The earlier biography of this ‘beloved brother’ of the Speaker William Stourton and supportive uncle of the future Lord Stourton, revealed him to have been a man dedicated to public service, of proven probity, and of firm religious orthodoxy who devoted his considerable energies to the support of the Church.
Another wife has been added to the three previously recorded, for in April 1411 Stourton settled on this wife, Thomasina, the manor and advowson of Pendomer, which he had purchased four years earlier.
As a conscientious member of the Somerset bench, to which he was regularly named as one of the quorum, Stourton attended sessions more often than any of his fellow justices.
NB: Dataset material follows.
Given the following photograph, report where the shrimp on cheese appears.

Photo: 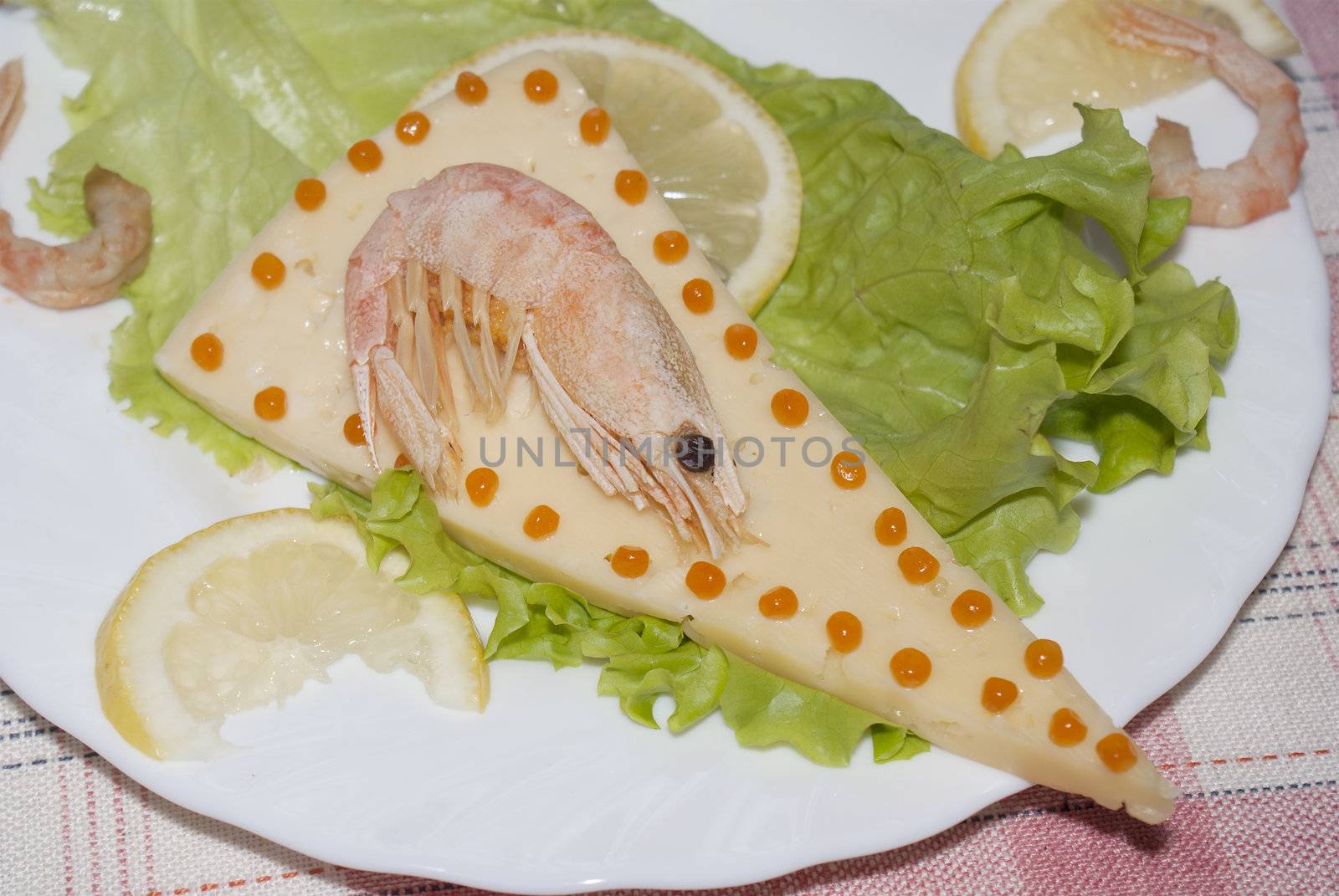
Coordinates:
[156,47,1177,822]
Among Stourton’s closest associates not mentioned previously was William Bochell*, the sometime MP for Melcombe Regis, who acted on his behalf as a feoffee, mainpernor and ultimately executor. The two men sat together in the Parliament of 1429 (both being returned by Stourton’s nephew John Stourton II as sheriff of Somerset and Dorset). While that Parliament was in progress, in November 1429, Stourton was engaged in two suits in Chancery. The first related to four messuages in Taunton which some 30 years earlier Robert Bathe† had conveyed to a group of trustees for the support of a chantry chaplain in the local parish church of St. Mary Magdalen. Since no licence to alienate had been obtained, the messuages had been taken into the Crown’s possession and committed to Stourton and Sir Thomas Brooke* in 1427: the trustees now challenged their title. The other concerned the Somerset manors of Ninehead Flory and Withiel Flory, and involved Stourton as an associate of Sir Giles Daubeney* and Ralph Bush*, his fellow Members of the Commons (Daubeney sitting as his fellow knight for Somerset, Bush as MP for Dorset).